If you're a dev lead or engineering manager:

  • The cost of code is no longer the dominant cost. The cost of securing code is. Budget accordingly.
  • "We'll do a security audit before launch" is no longer good enough for anything beyond trivial internal tooling. Continuous hardening needs to be part of the process.

The Bottom Line

Security has always been a game of asymmetric risk. AI just turbocharged the asymmetry.

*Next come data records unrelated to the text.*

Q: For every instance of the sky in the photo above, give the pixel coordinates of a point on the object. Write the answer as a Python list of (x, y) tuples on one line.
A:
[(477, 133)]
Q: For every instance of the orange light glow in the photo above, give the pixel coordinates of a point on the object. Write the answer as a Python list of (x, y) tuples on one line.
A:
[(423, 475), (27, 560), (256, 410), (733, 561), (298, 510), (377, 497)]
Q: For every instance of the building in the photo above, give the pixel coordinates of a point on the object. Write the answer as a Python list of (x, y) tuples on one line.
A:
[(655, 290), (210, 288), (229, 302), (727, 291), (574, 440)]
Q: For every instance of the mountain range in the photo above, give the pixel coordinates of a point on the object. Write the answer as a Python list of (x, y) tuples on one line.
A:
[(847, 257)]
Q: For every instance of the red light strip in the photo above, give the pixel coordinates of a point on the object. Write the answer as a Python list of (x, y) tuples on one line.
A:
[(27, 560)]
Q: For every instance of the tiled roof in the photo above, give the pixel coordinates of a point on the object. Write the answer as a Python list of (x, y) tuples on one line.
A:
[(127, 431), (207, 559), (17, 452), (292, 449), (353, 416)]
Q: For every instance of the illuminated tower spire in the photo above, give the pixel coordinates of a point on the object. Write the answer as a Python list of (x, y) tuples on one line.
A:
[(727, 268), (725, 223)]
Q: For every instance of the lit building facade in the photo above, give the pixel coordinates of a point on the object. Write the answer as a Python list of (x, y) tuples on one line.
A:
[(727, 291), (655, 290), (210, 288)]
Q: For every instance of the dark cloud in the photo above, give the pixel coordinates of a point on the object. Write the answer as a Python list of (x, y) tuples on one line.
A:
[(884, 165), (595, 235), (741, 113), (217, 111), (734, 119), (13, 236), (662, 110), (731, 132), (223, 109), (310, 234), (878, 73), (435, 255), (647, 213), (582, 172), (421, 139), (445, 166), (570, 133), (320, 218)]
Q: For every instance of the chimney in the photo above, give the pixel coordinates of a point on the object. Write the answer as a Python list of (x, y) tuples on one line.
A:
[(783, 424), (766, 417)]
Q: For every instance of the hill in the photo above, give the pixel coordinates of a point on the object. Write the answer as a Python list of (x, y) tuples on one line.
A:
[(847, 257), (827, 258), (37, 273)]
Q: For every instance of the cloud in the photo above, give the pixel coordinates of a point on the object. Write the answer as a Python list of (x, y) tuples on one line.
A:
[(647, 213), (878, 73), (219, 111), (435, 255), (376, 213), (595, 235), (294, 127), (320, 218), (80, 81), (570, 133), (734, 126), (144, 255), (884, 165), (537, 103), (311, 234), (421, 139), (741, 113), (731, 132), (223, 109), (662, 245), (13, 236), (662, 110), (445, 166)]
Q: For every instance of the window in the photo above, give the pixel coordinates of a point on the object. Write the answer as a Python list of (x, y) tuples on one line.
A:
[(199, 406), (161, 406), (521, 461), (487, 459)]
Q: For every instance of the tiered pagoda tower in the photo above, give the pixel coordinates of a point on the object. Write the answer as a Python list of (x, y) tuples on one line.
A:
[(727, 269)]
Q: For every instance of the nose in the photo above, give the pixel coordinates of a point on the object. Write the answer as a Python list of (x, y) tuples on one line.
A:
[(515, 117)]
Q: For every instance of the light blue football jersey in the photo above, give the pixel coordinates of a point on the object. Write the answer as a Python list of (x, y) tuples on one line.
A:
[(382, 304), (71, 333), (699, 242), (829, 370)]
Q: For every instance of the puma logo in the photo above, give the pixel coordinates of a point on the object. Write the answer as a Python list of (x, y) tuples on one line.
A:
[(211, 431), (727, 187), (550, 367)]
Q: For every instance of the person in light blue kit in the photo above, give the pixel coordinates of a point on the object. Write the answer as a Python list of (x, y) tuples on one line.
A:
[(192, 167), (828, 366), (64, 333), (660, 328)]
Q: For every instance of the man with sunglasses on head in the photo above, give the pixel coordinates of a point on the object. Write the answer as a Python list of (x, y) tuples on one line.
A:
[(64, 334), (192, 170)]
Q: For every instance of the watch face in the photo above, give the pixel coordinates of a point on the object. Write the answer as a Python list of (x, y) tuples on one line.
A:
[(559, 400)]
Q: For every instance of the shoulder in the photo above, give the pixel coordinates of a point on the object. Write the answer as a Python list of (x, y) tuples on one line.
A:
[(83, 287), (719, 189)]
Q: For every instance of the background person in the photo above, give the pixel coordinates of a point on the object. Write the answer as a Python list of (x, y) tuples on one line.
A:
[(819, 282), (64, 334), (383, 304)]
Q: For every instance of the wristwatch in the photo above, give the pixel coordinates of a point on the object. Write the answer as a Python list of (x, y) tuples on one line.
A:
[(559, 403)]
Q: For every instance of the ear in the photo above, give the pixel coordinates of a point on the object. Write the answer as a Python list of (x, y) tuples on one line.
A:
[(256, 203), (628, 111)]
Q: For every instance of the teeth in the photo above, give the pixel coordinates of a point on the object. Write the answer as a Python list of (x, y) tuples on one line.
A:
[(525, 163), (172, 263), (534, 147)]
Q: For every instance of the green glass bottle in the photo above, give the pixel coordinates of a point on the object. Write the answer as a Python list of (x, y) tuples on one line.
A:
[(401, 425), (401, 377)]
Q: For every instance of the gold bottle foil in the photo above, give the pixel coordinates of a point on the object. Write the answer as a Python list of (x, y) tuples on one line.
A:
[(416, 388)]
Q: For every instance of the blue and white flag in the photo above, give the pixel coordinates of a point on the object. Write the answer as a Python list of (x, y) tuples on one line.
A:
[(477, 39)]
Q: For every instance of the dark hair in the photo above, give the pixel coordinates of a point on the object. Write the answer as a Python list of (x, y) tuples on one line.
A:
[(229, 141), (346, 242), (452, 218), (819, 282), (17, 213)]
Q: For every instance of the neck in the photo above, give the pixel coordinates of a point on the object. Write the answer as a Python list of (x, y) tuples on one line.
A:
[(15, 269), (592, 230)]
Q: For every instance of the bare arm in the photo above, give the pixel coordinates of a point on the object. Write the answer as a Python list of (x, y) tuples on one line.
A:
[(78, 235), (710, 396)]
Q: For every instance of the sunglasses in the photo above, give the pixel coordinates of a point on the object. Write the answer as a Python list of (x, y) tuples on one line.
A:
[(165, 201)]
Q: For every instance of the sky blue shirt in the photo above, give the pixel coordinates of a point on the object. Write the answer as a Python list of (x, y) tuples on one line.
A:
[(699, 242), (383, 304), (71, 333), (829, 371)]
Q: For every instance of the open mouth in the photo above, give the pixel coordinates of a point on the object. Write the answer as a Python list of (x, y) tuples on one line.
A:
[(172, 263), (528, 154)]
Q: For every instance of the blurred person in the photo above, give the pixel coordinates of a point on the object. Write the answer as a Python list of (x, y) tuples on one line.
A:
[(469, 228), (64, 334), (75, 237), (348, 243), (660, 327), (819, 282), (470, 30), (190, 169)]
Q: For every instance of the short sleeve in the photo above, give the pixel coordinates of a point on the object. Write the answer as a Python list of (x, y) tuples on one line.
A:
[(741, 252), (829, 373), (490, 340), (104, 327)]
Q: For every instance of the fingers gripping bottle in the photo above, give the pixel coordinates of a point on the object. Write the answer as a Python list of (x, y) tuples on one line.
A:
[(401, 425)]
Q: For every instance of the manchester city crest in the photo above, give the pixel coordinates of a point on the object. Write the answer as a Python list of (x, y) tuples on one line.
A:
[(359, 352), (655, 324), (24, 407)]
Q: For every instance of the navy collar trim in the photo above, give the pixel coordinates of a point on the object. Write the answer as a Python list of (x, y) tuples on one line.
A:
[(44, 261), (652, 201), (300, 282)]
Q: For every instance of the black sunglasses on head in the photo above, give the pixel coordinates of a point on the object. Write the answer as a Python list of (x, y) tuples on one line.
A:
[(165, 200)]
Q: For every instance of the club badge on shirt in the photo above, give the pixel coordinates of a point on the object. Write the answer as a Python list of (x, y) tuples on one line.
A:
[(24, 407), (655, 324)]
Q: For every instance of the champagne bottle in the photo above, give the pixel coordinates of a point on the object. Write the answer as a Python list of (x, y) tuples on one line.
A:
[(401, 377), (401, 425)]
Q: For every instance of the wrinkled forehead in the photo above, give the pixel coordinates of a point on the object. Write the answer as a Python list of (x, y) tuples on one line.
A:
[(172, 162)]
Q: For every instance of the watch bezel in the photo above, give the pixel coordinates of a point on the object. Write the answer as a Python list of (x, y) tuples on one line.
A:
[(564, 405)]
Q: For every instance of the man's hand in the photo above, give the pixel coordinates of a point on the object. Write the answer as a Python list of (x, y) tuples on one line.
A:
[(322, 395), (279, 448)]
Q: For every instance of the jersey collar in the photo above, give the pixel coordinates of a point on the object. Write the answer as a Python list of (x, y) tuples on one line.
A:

The good news: the same tools that make attackers more powerful are available to defenders. The bad news: defenders have to cover the whole surface, attackers only need one crack, and the cost of "enough" security is now directly tied to the market value of what you're protecting.

The proof-of-work framing is useful precisely because it strips away the illusion that we can think our way to security. Smart architecture matters. Defense in depth matters. But ultimately, you're competing in a compute arms race, and your security budget is a bid in that market.

Cheap code got us here. Expensive security is what keeps us standing.